1.8" Hard Drives Hit 100 GB

Drive Form Factors: Why 1.8"?

Top to bottom: 1" hard drive (this one is for use as a CompactFlash device), 1.8", 2.5", 3.5".

Different form factors imply various differences in the actual hard drives that use them. Until the late 80s, there used to be 5.25" hard drives for high capacity applications, but the industry moved to smaller platter diameters and form factors for many reasons. First of all there were manufacturing issues, since hard drive platters need to be very rigid and with a perfectly uniform surface. This becomes more important with increasing storage densities and rotation speeds. Obtaining adequate platters is easier to handle for smaller diameters, which increases production yields and even reduces cost.
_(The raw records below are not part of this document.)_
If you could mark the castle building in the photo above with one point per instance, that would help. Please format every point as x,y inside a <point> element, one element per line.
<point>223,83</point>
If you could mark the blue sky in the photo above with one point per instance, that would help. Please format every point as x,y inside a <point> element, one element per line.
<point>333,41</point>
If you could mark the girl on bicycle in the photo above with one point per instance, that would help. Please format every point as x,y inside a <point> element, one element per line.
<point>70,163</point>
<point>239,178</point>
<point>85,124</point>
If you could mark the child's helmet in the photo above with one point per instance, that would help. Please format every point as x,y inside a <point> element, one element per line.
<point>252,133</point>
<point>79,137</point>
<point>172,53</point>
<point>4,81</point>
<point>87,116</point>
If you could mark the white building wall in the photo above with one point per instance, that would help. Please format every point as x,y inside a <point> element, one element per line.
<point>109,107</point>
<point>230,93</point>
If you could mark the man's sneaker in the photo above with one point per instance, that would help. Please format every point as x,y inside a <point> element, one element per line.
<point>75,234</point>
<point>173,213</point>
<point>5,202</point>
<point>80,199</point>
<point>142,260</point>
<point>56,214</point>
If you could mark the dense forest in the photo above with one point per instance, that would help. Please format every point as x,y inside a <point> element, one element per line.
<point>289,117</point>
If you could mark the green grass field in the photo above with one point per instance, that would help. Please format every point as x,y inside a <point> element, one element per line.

Second, the reduction of platter diameters reduces the rotating mass, which facilitates reaching higher spindle speeds, keeps vibration under control and also helps to reduce energy requirements. The latter is important for systems that have to run multiple hard drives. Third, smaller moving parts translate into less friction and thus less heat dissipation. Finally, access times can be shortened considerably on smaller, higher-RPM platters.

The disadvantage of downsizing hard drive form factors obviously is a reduced surface area, which is where data is stored. The industry found that the 3.5" form factor offers great flexibility, because it allows the building of high-capacity hard drives with three to five platters at up to 7,200 RPM. At the same time, it is possible to deploy the platter technology of 2.5" hard drives into similar 3.5" housings and upgrade all the technology involved - simply put, this is how drive makers create 10,000 RPM and faster drives. This convergence even moved on to hard drive interfaces, as the professional Serial Attached SCSI (SAS) standard also understands the widespread Serial ATA (SATA) protocol. As a consequence, you can install either SATA or SAS 3.5" drives into professional SAS storage products.
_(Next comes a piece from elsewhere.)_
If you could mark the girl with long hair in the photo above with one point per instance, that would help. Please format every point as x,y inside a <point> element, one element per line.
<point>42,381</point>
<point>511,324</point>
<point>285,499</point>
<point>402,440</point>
While useful in stationary hardware, 3.5" drives are susceptible to shocks, they are relatively heavy and consume a lot of energy. Notebooks and mobile devices require small form factor, low-energy, lightweight devices, which is why notebooks are largely based on 2.5" drives. Ultra-portable computers and many portable consumer electronics devices utilize 1.8" hard drives, because they consume less than half the energy of a 2.5" drive while requiring even less space. If you think of an iPod or a camcorder that stores video data on an integrated hard drive, you'll realize how important smallest-size storage has become.

At this point it is also very important to mention that 1.8" hard drives lose every benchmark to their 2.5" and especially 3.5" brothers. Due to space constraints and a desire to limit power requirements, the fastest rotation speed for 1.8" drive has been 4,200 RPM, and there are still 3,600 RPM drives on the market. The 1.8" drives suffer from the limited rotation speed, as well as from small platter diameters. The larger a platter, the higher the rotation velocity on the outside of the platter (which is why 3.5" drives deliver great transfer rates). Let me give you some numbers: a fast 3.5" drive reaches up to 90 MB/s transfer rate and accesses data in an average of 13 ms. 1.8" drives haven't crossed the 30 MB/s line yet, and can access data within about 20 ms.
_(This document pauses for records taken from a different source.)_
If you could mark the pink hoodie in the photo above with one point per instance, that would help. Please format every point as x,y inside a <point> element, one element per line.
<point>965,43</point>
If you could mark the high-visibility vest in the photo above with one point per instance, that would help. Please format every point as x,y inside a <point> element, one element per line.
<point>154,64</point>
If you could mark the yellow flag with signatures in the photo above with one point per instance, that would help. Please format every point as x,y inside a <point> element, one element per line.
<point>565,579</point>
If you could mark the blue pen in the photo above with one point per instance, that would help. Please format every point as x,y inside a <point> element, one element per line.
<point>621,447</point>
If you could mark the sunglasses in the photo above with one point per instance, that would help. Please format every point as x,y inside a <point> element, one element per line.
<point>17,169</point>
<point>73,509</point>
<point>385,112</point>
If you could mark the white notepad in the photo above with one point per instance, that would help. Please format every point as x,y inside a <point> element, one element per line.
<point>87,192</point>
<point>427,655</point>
There are differences even within one form factor. This image shows two Toshiba 1.8" drives: the left one stores 40 GB on a single platter, while the right one holds 80 GB on two platters (5 mm vs. 8 mm height).

This is a 1.8" hard drive compared to a AA battery.

1.8" hard drives are small enough to fit in almost every pocket, although they probably aren't robust enough to be carried around in your jeans. The photo above will give you a pretty good impression of their actual size.